Some learn best by seeing it, some by hearing it, and some by watching or doing it.
If you are not getting through, ask yourself “What can I do differently?”

To communicate effectively:
Choose a time with no distractions or interruptions.
Communicate with no outside stimuli, eye contact and at the same level as the other.
Communicate when the other is ready, willing and able to listen.

To communicate consciously:
Set a time when both people are able to be fully present.
Choose a time when you want to really listen to one another.
Clarify your intention of communicating and set goals.

To communicate respectfully:
Listen to one another without interruption. 
Speak with tone and manner that is kind.
Be considerate of the needs of each.

Some questions you might want to ask yourself and the other.
“Do you have time to talk with me?”
Have you shared what you need to fully communicate?
Can you let me know what will work for you?
Does it work best to talk on the phone, in person or in writing?
What have you heard me say?
What works for you?
How and when can I share with you?
Is the form of communication I am using helpful or hurtful?
Are we talking at each other or with each other?
Am I saying what is really true for me?
Have I shared the outcome I want to achieve?
Am I telling stories so I can hear myself or is there a point to all of this?
Do I just need to know I am being heard?
Do I really care what the other is saying to me?
Am I using words to attack or heal and be helpful?
Am I venting or soothing or appreciating?

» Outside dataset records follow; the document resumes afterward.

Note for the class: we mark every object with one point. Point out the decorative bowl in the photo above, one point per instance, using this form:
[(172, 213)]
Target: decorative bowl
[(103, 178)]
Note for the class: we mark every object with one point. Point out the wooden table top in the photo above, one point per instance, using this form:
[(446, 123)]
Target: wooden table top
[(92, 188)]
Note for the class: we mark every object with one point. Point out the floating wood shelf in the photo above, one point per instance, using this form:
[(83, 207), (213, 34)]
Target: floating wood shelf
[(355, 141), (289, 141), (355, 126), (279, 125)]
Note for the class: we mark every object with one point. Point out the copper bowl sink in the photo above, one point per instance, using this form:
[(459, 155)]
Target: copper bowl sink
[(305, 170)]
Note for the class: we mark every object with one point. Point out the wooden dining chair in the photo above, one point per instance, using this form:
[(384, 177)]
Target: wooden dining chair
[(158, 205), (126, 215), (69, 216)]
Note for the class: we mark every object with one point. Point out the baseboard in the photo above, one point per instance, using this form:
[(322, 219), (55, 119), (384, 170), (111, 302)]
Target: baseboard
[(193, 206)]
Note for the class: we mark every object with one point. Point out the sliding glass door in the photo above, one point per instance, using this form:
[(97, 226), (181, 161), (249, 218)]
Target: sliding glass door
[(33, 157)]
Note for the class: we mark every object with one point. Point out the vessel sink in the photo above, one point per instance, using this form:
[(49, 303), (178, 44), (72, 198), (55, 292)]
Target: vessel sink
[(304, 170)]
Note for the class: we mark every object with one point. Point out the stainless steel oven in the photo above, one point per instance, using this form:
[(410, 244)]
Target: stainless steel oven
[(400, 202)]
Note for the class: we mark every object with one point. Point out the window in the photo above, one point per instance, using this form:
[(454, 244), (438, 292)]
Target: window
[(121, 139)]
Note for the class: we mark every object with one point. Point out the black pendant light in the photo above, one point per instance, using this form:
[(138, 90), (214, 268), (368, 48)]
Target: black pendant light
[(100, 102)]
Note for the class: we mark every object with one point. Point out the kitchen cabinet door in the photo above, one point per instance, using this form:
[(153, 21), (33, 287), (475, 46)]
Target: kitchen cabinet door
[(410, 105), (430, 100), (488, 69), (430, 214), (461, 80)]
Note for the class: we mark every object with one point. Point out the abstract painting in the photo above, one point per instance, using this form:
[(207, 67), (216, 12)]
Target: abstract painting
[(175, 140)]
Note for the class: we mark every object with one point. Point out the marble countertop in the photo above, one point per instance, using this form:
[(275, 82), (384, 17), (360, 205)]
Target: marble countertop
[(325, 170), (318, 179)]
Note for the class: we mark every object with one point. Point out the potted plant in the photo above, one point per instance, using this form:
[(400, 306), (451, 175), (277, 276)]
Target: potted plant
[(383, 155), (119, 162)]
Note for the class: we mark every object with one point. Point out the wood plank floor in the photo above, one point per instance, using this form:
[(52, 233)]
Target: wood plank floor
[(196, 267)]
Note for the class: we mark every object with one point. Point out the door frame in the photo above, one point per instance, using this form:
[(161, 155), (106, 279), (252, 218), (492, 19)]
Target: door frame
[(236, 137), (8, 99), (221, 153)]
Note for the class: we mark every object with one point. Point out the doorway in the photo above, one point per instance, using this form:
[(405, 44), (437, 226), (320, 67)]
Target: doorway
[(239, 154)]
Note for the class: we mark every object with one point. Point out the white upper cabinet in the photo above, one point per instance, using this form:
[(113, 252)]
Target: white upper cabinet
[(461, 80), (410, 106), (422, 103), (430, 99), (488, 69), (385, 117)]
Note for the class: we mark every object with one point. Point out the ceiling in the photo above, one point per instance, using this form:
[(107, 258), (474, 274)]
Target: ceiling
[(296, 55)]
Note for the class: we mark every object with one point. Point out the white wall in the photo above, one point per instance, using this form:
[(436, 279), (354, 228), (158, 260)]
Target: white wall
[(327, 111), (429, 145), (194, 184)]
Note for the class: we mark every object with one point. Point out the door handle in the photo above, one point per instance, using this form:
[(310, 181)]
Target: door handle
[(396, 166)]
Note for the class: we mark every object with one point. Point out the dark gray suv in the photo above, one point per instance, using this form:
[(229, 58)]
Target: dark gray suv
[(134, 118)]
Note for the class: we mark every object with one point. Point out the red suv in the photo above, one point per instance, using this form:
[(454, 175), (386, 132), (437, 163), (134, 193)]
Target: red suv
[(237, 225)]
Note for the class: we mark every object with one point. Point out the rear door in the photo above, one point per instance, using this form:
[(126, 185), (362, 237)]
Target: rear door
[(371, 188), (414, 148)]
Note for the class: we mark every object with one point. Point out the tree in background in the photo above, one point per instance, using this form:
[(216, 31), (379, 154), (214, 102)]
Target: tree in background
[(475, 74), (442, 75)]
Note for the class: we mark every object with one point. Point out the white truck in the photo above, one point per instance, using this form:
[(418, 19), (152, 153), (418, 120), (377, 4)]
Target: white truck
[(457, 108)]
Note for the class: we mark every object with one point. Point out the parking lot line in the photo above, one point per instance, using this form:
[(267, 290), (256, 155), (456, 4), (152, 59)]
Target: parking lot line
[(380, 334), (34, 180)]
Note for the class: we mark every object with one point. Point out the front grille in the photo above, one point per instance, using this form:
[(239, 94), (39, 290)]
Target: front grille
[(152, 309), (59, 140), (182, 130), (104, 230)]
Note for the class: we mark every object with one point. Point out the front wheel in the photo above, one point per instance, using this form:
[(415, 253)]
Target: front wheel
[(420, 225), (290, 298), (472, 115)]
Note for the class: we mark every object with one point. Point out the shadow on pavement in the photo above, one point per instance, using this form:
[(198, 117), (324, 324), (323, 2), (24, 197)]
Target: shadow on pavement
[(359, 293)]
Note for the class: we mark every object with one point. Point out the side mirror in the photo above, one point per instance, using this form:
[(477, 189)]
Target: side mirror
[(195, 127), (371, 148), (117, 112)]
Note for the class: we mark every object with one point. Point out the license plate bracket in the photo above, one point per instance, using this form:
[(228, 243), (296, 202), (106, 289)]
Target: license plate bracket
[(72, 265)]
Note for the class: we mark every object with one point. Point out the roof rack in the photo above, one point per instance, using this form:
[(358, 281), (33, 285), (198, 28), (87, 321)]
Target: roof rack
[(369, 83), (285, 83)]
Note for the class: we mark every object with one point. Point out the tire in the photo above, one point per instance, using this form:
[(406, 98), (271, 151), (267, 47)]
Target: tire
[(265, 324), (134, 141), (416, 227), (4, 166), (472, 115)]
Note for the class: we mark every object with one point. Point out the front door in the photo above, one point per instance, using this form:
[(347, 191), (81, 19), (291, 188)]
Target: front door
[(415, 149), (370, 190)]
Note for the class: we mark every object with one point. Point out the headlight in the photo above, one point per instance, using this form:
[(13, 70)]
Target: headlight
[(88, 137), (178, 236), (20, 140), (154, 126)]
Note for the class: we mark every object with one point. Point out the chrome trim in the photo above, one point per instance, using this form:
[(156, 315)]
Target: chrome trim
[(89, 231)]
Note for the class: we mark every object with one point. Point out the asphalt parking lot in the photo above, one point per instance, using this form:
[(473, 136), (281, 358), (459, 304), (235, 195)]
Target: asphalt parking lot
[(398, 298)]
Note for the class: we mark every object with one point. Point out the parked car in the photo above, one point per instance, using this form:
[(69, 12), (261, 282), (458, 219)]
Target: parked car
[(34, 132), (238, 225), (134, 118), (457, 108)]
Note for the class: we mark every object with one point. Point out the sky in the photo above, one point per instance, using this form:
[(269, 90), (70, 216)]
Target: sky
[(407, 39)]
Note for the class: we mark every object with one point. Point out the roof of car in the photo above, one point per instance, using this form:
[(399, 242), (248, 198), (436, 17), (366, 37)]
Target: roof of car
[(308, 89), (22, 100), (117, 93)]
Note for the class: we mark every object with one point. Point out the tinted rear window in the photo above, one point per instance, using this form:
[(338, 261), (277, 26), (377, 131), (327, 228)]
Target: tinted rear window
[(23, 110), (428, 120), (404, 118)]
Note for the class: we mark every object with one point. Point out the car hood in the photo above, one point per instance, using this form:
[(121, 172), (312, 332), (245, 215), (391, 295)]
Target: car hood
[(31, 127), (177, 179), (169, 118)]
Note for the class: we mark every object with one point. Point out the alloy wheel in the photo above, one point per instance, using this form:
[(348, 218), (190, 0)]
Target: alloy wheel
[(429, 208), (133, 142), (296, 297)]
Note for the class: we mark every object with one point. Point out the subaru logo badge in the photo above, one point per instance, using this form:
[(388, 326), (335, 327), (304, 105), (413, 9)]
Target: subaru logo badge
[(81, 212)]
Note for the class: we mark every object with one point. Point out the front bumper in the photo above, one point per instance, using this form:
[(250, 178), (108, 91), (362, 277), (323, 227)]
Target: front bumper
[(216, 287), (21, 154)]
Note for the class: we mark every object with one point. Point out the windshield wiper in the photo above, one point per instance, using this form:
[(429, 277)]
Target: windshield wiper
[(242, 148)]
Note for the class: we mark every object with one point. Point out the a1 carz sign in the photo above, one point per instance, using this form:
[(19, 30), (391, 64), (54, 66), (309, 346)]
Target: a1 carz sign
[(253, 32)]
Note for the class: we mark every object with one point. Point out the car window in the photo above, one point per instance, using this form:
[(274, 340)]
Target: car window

Communication is a very effective tool for human relationship when used correctly.
Communication is a very destructive tool when used for attack, bullying and abuse.
We have a choice to give up on learning the best way or being willing to learn a better way.
If what we are experiencing is not beneficial to both parties, be open to learning more.

Loving us as we learn a better way to relate,
Betty Lue


Assertive People Do:
1. Decide what they want.
2. Decide if it is fair.
3. Ask for it clearly.
4. Are not afraid of taking risks.
5. Are calm and relaxed.
6. Express feelings openly.
7. Give and take compliments easily.
8. Accept and give fair evaluation.


Assertive People Do not:
1. Beat about the bush.
2. Go behind other people's backs.
3. Bully.
4. Call people names.
5. Bottle up their feelings.


Aids For Developing Assertiveness:
1. Models
2. Love and encouragement
3. Caring evaluation
4. A sense of values
5. A basic feeling of security

Comparing Responses
There are two primitive, adaptive, instinctive responses when encountering a problem area:  1)  a desire for flight or 2)  a desire to fight. We mostly experience these responses as fear or anger.  Both responses are basically "back-brain" or reactive in nature.  Assertiveness brings the "fore-brain" into play, bringing objectivity and "rationality".

Affirmation:
The more I respect myself, the more I respect others.
 The more I respect myself, the more others respect me.
 The more I respect myself, the more others respect themselves.
 Therefore, I choose to respect myself more.